Teaching Hospitals May Benefit From Schumer’s Likely Ascension in Leadership
Teaching hospitals have an ally in New York Sen. Charles E. Schumer and are likely to benefit if, as expected, he becomes the Senate’s next Democratic leader.
Schumer could leverage his newfound influence in Congress to increase medical education spending and Medicare payments to institutions.
Other niche health and consumer issues championed by Schumer could pick up steam should Senate Democrats elect him to succeed Minority Leader Harry Reid of Nevada, who is retiring at the end of 2016. Reid and other party leaders and many in the caucus have overwhelmingly endorsed Schumer, currently the Policy and Communications Committee chairman and a staunch defender of the 2010 health care law (PL 111-148, PL 111-152).
As the Senate’s No. 3 Democrat, Schumer has long been a vocal advocate for spending more on medical teaching programs and rural hospitals, and he has lead efforts in Congress to enhance money for graduate medical education, or GME. He has also backed legislation to increase the number of Medicare-supported residency positions.
At a Finance Committee hearing in February, Schumer criticized a proposal in the administration’s fiscal 2016 budget to reduce Medicare payments to teaching hospitals, citing concerns over a physician shortage. Federal GME funding partially reimburses teaching hospitals for training physicians in a residency program after medical school.
“I can’t even understand your logic here,” Schumer told Health and Human Services Secretary Sylvia Mathews Burwell.
Schumer often sharpens his focus to help hospitals in his own state. In December, he began pressing HHS to reimburse Bellevue Hospital in New York City and several other treatment centers in the Empire State for the millions they spent preparing for an Ebola outbreak. The fiscal 2015 appropriations bill (PL 113-235) included more than $5.4 billion in new funding for Ebola response efforts, and HHS is tasked with determining how to distribute $700 million of that sum to hospitals across the country. Bellevue treated New York’s only Ebola patient.
“All of the state’s hospitals quickly and meticulously answered the call of duty to handle the Ebola threat … they cannot be left behind when it comes to being reimbursed for this critical, but expensive work,” Schumer said at the time. “The costs of being prepared have been extremely high in order to ready for a potential patient.”

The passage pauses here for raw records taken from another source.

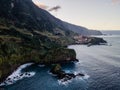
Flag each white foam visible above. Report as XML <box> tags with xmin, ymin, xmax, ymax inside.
<box><xmin>83</xmin><ymin>74</ymin><xmax>90</xmax><ymax>79</ymax></box>
<box><xmin>58</xmin><ymin>79</ymin><xmax>73</xmax><ymax>86</ymax></box>
<box><xmin>58</xmin><ymin>72</ymin><xmax>90</xmax><ymax>86</ymax></box>
<box><xmin>0</xmin><ymin>63</ymin><xmax>35</xmax><ymax>86</ymax></box>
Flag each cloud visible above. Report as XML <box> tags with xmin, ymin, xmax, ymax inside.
<box><xmin>49</xmin><ymin>6</ymin><xmax>61</xmax><ymax>11</ymax></box>
<box><xmin>112</xmin><ymin>0</ymin><xmax>120</xmax><ymax>4</ymax></box>
<box><xmin>33</xmin><ymin>0</ymin><xmax>48</xmax><ymax>10</ymax></box>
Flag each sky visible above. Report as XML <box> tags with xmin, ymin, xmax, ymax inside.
<box><xmin>33</xmin><ymin>0</ymin><xmax>120</xmax><ymax>30</ymax></box>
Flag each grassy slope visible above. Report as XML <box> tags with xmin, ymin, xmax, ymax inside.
<box><xmin>0</xmin><ymin>18</ymin><xmax>76</xmax><ymax>82</ymax></box>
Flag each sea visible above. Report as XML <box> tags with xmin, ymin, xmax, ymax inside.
<box><xmin>2</xmin><ymin>31</ymin><xmax>120</xmax><ymax>90</ymax></box>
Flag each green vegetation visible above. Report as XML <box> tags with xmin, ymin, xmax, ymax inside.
<box><xmin>0</xmin><ymin>19</ymin><xmax>76</xmax><ymax>82</ymax></box>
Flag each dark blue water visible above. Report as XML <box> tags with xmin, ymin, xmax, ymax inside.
<box><xmin>2</xmin><ymin>32</ymin><xmax>120</xmax><ymax>90</ymax></box>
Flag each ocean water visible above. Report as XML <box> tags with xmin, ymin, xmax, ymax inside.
<box><xmin>1</xmin><ymin>30</ymin><xmax>120</xmax><ymax>90</ymax></box>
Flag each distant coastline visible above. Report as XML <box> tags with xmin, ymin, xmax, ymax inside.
<box><xmin>101</xmin><ymin>30</ymin><xmax>120</xmax><ymax>35</ymax></box>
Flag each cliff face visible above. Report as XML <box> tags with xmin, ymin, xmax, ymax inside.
<box><xmin>0</xmin><ymin>0</ymin><xmax>76</xmax><ymax>82</ymax></box>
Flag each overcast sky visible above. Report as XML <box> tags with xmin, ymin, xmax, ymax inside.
<box><xmin>34</xmin><ymin>0</ymin><xmax>120</xmax><ymax>30</ymax></box>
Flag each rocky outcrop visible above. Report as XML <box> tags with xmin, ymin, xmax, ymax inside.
<box><xmin>74</xmin><ymin>35</ymin><xmax>107</xmax><ymax>46</ymax></box>
<box><xmin>50</xmin><ymin>64</ymin><xmax>85</xmax><ymax>82</ymax></box>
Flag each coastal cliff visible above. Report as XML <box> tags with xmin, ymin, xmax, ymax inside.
<box><xmin>0</xmin><ymin>0</ymin><xmax>76</xmax><ymax>82</ymax></box>
<box><xmin>0</xmin><ymin>0</ymin><xmax>103</xmax><ymax>82</ymax></box>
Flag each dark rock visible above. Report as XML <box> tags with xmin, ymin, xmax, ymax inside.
<box><xmin>76</xmin><ymin>73</ymin><xmax>85</xmax><ymax>76</ymax></box>
<box><xmin>50</xmin><ymin>64</ymin><xmax>84</xmax><ymax>82</ymax></box>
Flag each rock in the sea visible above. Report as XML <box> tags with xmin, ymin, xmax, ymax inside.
<box><xmin>50</xmin><ymin>64</ymin><xmax>84</xmax><ymax>82</ymax></box>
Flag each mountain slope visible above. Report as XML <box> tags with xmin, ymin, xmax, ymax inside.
<box><xmin>0</xmin><ymin>0</ymin><xmax>76</xmax><ymax>82</ymax></box>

Last month, Schumer joined fellow New York Democrats Sen. Kirsten Gillibrand and Rep. Nita M. Lowey in urging the Federal Emergency Management Agency to grant $5 million to a hospital in Mount Kisco, N.Y., to upgrade its power grid in the wake of Superstorm Sandy, so that the facility is prepared for future storms.
Medical Hub
Schumer’s concern for hospitals is understandable. New York is home to some of the largest and most prestigious medical education programs in the nation. Teaching hospitals in the region are estimated to train 1 out of every 7 doctors in the country, according to the most recent figures from the Greater New York Hospital Association.
“Both the American Hospital Association and the Association of American Medical Colleges have always looked to the senator, as we have, for taking on some tough issues at the national level and providing a guiding light,” the New York hospital group’s president, said Kenneth E. Raske. “His passion on graduate medical education is known throughout the land.”
Raske added that he and Schumer “speak fairly frequently” and he said the lawmaker is “very mindful of a lot of health care issues.”
In a testament to Schumer’s strong ties to hospitals in the state, employees and executives at the New York University Langone Medical Center gave more to him in the 2014 election cycle than to any other candidate. Total NYU donations to Schumer, the former chairman of the Democratic Senatorial Campaign Committee, were $65,075, according to the nonpartisan Center for Responsive Politics — the seventh largest contribution total he received that campaign cycle.
Schumer’s calls for boosting hospital funding and expanding graduate medical education are likely to be amplified if he ascends to the top Democratic spot and gains more influence over the chamber’s agenda, albeit not the influence Reid enjoyed during eight years as majority leader, from 2007 through 2014.
Beyond hospitals, Schumer has weighed in on a host of health and consumer issues, including banning the caffeinated alcoholic beverage Four Loko. Most recently, he has set his sights on prohibiting a powdered alcohol. He routinely sponsors legislation to curb underage drinking, calls attention to the dangers of liquid detergent pods and backs greater privacy protections for fitness device wearers.
“If good fortune is that [Schumer] does become the next leader, I think the country will be very well-served,” Raske said.